Honor your father and your mother, so that you may live long in the land that the Lord your God is giving you.
Exodus 20:12 (ISV)
When thinking about the Ten Commandments, one thing we must ask ourselves is “Why these commands?” Not committing murder makes sense, as does the command to worship only God alone. But what about the others?
There are many ways we could answer that, but for now let’s at least assume that God was very intentional about the ones He chose to give to the people of Israel. If God thought them important enough to be included in the “top ten” then we should take them seriously indeed!
Dishonouring ones parents may not seem equivalent to murder or theft, but it is clearly important to God. Part of the reason, I believe, is because God sees His people as a family and our earthly families should model our spiritual one. If we are not willing to honour our earthly parents, then how could we be willing to honour our Heavenly Father?
What does it mean to honour one’s parents? In this case, to “honour,” means to “respect,” or “revere.” Essentially God wants us to treat our parents well. They brought us into the world, raised us and so, in return, we ought to treat them with proper respect and kindness.
If our parents are elderly, then they may need care and support, and it is our responsibility to provide that. Now that may not mean we provide that care ourselves in person, but it may mean organising support in various ways.
Paul offers some instruction for children, and quotes this very commandment. His advice, of course, is likely aimed at non-adult children in this case.
Children, obey your parents in the Lord, for this is the right thing to do. 2 “Honor your father and mother…” (This is a very important commandment with a promise.) 3 “…so that it may go well for you, and that you may have a long life on the earth.”
Ephesians 6:1-2 (ISV)
At least one way then, to honour our parents, is to obey them. While we are young enough to live under their authority, we should do what they ask of us.
Paul points out in Ephesians that this commandment comes complete with a promise attached. Those who do this, will live long in the land. Are we to take it that if we do honour our mothers and fathers that God will bless us with a long life? The words speak for themselves. I read recently that Japan has one of the highest life expectancy in the world. In that culture, parents are very much revered so perhaps that’s why.
What about bad parents?
A natural objection might be, “My parents did not treat me right, so why should I treat them with any respect or honour?” That may be true, and perhaps your parents were even abusive or neglectful. The commandment does not specify “good” fathers or “responsible” mothers, only the ones that we have.
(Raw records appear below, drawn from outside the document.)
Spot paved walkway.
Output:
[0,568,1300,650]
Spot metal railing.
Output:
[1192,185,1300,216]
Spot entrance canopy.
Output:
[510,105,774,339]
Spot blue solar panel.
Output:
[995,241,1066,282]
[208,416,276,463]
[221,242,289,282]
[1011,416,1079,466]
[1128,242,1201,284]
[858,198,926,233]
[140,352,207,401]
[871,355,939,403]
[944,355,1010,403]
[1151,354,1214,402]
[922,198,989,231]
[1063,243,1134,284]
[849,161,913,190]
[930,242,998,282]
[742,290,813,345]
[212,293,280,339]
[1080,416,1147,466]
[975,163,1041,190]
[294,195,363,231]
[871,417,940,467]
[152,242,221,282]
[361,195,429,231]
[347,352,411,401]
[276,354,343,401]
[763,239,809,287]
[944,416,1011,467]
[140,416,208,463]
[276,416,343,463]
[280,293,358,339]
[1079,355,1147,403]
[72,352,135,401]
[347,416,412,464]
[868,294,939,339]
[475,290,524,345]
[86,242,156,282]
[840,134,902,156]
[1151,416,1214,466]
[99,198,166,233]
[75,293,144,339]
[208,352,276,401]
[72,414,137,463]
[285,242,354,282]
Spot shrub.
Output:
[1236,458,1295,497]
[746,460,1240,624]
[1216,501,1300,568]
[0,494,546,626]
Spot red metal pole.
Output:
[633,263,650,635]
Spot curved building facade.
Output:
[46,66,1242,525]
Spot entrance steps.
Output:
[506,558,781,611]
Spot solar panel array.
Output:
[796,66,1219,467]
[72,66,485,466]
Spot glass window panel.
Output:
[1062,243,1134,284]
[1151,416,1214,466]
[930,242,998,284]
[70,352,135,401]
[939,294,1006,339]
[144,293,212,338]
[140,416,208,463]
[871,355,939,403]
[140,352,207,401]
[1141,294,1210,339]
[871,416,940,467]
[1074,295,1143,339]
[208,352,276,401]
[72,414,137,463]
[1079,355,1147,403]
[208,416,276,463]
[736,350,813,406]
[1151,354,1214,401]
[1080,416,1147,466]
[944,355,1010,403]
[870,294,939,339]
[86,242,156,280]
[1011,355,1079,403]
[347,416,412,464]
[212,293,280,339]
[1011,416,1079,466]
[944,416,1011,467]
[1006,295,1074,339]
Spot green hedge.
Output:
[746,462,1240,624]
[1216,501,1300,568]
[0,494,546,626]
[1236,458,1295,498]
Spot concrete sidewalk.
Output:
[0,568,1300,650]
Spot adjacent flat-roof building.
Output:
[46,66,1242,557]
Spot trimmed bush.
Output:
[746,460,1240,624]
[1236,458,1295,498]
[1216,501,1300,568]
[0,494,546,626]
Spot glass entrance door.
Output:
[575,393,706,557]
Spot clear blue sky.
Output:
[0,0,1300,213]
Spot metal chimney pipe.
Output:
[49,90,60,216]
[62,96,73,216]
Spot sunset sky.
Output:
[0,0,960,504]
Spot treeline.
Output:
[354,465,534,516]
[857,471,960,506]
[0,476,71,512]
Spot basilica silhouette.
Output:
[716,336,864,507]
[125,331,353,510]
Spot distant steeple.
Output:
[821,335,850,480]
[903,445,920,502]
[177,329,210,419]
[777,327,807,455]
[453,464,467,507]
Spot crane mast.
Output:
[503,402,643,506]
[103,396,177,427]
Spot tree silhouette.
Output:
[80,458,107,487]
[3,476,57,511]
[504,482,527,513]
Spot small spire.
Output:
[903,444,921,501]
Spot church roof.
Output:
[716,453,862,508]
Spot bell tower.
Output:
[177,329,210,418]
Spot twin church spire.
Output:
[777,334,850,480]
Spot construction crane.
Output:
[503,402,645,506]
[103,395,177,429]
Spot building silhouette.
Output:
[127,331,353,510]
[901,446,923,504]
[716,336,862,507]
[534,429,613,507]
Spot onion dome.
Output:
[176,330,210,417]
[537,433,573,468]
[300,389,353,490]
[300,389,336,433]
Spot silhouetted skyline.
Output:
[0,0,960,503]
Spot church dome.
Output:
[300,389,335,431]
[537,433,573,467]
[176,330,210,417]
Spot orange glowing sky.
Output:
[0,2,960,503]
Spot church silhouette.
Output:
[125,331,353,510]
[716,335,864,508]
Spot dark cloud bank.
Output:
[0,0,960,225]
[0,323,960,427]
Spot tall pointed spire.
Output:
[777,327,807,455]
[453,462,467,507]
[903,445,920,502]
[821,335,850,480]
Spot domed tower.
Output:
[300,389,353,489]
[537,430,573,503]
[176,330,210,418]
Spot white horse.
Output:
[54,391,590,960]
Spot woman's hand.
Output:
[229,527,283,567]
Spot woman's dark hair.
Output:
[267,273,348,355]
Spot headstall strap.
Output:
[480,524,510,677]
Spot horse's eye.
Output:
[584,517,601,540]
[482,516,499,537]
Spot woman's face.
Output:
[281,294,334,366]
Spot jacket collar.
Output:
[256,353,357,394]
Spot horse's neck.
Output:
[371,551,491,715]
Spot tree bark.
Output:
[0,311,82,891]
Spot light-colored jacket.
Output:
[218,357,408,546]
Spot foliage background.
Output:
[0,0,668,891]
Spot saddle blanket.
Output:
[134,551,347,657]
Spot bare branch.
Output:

I am not suggesting you just ignore abuse or neglect, and go and try to have a wonderful relationship with your parents. Such parents are still to be honoured but of course that may look very different in cases without such a difficult past.
The key is to do the best you can, even if they don’t deserve it.
For those reading this who are without earthly parents, for whatever reason, how might you go about fulfilling this commandment?
Now I hope in the Lord Jesus to send Timothy to you soon so that I can be encouraged when I learn of your condition. 20 I do not have anyone else like him who takes a genuine interest in your welfare. 21 For all the others look after their own interests, not after those of Jesus the Messiah.[a] 22 But you know his proven worth—how like a son with his father he served with me in the gospel.
Philippians 2:19-22 (ISV)
Not all of our parents are earthly, and some in fact are spiritual.
Paul considered Timothy to be a “son in the faith” or “spiritual son,” and I do not think it a stretch to believe Timothy felt that Paul was a father to him as well.
We can fulfil this commandment by honouring our spiritual fathers and mothers also. Those who have taught us or encouraged us, those who have raised us in our faith, and those who loved and cared for us as part of the family of believers – all are spiritual parents.
If you think back over your journey of faith with Jesus, I imagine there will be those who have made a real mark in encouraging you in some way. These people should be celebrated and honoured. If they are still a part of your life now, then reach out to them today and tell them what they mean to you.
Honouring our parents, whether earthly or spiritual, is not always easy, but it pleases God. How can you fulfil this commandment today?